2) that they will risk their lives to eat bushes
3) that they can jump a 4' fence from a standing start.  They'd prefer not, but they can. 
4) That they prefer bushes (blackberry bushes) to any sort of grass
5) that they will sometimes eat the weeds before the grass


damae said...

I understand that goats are browsers, rather than grazers and what they like to eat is usually higher in mineral content than grass. I'm pretty certain they would love to have access to your forest. Do you supply any alfalfa for them?

Anonymous said...

Any book or goat farmer would have told you that goats are harder to fence than sheep.

Lisa Rae said...

Good learnin'. Not only can they jump fences, but they can also climb, some prodigously. And yes, grass is starvation food for goats. They are browsers and would eat wood before grass.

Rich said...

Locally, there used to be a large herd of Boer goats a few miles down the road from our farm.

At the time, I was slightly interested in getting some goats to help control the brush and weeds in our pastures.
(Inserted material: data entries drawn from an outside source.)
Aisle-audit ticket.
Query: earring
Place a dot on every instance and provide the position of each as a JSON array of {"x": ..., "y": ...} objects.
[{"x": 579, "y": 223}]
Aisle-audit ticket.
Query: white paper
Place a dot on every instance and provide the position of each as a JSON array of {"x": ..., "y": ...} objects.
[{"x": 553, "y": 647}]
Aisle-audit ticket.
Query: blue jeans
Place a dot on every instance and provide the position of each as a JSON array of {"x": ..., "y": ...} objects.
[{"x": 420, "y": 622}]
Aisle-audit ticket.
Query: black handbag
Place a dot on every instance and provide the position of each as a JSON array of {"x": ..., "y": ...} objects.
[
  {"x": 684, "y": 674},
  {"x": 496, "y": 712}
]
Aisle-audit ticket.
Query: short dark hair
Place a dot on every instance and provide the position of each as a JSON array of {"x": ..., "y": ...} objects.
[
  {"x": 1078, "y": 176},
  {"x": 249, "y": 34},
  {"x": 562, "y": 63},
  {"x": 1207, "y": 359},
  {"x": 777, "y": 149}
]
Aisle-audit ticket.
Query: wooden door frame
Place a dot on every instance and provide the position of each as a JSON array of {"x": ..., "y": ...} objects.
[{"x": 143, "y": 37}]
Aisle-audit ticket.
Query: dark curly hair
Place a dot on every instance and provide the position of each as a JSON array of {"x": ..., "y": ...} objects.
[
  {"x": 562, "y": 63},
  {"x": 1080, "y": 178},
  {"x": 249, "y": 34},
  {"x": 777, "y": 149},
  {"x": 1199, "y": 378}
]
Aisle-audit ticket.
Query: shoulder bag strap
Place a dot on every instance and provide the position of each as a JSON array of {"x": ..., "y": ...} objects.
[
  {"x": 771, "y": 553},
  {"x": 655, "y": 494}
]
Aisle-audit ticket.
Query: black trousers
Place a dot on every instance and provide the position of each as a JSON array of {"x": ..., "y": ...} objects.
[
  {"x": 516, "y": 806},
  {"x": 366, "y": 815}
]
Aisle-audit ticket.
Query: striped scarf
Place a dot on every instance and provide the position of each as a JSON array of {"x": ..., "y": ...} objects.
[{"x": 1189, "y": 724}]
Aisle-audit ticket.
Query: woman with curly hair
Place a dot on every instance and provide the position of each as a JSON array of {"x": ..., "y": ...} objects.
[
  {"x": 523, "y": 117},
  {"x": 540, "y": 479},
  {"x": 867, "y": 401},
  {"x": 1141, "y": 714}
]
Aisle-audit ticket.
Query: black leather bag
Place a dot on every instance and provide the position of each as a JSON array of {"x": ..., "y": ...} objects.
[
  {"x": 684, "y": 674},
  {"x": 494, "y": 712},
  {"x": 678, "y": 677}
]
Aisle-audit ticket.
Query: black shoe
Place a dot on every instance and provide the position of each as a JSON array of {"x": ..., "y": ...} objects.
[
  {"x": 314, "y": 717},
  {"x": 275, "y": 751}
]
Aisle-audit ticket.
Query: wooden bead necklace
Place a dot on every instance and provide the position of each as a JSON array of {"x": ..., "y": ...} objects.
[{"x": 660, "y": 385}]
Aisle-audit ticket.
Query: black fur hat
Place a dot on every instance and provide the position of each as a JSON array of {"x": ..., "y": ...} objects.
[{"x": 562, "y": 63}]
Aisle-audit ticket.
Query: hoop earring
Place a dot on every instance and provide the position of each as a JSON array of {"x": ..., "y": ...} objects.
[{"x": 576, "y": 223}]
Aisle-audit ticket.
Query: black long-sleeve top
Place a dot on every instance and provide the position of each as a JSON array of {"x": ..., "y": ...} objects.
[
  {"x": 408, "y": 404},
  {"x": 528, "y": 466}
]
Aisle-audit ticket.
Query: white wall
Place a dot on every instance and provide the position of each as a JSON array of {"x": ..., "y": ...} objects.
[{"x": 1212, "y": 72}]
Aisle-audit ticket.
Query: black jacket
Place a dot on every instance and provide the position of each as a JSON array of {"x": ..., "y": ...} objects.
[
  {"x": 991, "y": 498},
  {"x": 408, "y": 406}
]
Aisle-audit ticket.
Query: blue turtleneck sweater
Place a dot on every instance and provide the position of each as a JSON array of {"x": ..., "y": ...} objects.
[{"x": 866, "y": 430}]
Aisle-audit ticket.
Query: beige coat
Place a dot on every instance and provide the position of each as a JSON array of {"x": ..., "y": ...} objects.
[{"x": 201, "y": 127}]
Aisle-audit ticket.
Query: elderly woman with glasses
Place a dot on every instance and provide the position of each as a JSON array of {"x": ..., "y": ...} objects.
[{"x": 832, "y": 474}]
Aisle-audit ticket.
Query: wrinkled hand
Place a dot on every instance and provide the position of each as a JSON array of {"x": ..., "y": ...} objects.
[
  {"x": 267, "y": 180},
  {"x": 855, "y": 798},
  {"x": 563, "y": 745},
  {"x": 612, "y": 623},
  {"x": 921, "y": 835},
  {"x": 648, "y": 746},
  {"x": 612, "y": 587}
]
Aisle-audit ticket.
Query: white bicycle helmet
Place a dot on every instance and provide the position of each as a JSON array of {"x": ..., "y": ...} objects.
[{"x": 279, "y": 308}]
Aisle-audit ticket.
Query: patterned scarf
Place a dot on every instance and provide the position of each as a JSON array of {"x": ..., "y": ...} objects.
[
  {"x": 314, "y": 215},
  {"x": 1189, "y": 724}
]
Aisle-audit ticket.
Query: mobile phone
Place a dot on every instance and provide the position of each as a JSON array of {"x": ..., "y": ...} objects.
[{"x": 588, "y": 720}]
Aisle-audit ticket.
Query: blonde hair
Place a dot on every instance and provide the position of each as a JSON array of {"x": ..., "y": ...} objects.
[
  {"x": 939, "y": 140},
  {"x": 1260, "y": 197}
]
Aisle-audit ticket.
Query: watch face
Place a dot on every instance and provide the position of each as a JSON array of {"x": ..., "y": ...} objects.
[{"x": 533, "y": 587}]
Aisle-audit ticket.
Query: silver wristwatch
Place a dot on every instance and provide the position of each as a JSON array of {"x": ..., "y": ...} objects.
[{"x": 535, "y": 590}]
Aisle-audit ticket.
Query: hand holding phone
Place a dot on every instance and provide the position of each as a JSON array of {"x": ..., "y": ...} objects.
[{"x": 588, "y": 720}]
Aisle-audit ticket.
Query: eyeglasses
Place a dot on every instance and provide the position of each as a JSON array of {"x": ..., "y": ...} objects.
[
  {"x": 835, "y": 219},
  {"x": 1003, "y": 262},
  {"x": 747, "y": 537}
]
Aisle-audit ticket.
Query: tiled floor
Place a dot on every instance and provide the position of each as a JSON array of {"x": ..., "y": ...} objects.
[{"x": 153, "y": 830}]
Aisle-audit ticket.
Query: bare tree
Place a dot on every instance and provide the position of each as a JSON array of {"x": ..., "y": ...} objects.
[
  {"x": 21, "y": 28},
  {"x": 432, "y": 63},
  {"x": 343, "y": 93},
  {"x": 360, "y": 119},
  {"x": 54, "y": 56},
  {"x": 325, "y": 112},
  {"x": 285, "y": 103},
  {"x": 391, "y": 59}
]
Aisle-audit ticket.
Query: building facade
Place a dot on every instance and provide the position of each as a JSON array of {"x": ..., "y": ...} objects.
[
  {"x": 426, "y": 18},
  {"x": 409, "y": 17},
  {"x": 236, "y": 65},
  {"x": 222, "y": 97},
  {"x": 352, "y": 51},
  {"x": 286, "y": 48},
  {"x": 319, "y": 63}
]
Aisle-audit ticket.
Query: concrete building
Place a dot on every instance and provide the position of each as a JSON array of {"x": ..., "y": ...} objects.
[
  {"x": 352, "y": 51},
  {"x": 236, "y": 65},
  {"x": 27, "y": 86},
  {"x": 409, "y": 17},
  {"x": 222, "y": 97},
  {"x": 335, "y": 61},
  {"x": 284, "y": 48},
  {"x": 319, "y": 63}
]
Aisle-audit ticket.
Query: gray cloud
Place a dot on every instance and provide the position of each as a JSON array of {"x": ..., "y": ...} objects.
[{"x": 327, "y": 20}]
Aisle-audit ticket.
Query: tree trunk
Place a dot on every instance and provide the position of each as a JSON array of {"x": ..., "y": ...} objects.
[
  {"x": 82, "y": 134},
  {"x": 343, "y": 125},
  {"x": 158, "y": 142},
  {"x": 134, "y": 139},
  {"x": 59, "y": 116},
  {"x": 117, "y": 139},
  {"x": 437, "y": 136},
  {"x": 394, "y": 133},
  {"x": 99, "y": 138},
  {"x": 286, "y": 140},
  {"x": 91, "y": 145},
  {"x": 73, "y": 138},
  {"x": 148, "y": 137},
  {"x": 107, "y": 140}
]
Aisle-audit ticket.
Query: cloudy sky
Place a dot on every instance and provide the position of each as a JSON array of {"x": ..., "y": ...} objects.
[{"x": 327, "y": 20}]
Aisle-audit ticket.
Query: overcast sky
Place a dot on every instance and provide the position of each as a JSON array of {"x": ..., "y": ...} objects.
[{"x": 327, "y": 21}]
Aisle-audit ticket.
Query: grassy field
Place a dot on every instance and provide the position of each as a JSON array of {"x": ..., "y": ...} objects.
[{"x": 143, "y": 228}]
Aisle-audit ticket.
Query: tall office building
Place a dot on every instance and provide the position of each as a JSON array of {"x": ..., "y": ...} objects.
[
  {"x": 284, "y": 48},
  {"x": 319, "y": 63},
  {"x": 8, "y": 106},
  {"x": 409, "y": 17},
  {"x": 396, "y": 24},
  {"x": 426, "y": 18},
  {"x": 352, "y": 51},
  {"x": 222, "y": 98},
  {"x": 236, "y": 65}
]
I lost that interest when I came down the road one day and saw a stream of goats pouring through a woven wire fence into a neighboring wheat field. In the time it took me to turn around to go tell the owners about their escaped goats, they had went back through the fence into their pasture.

I stopped and looked at the "hole" they had went through (they were going through it like it was an open gate), and it looked like they should have been able to barely fit their heads through it.

I decided that if that fence couldn't hold goats, there was no way I could afford to upgrade our fences to hold goats. From my limited observations, unless you have multiple wire high tensile fences, if they can get their noses through the fence, they can go through it.

Joanne Rigutto said...

Goats are like cats with hooves. Mine are like rats, it seems that they can get their body through any hole that their head will fit through. OK that's an exageration (but not much, especially for kids!).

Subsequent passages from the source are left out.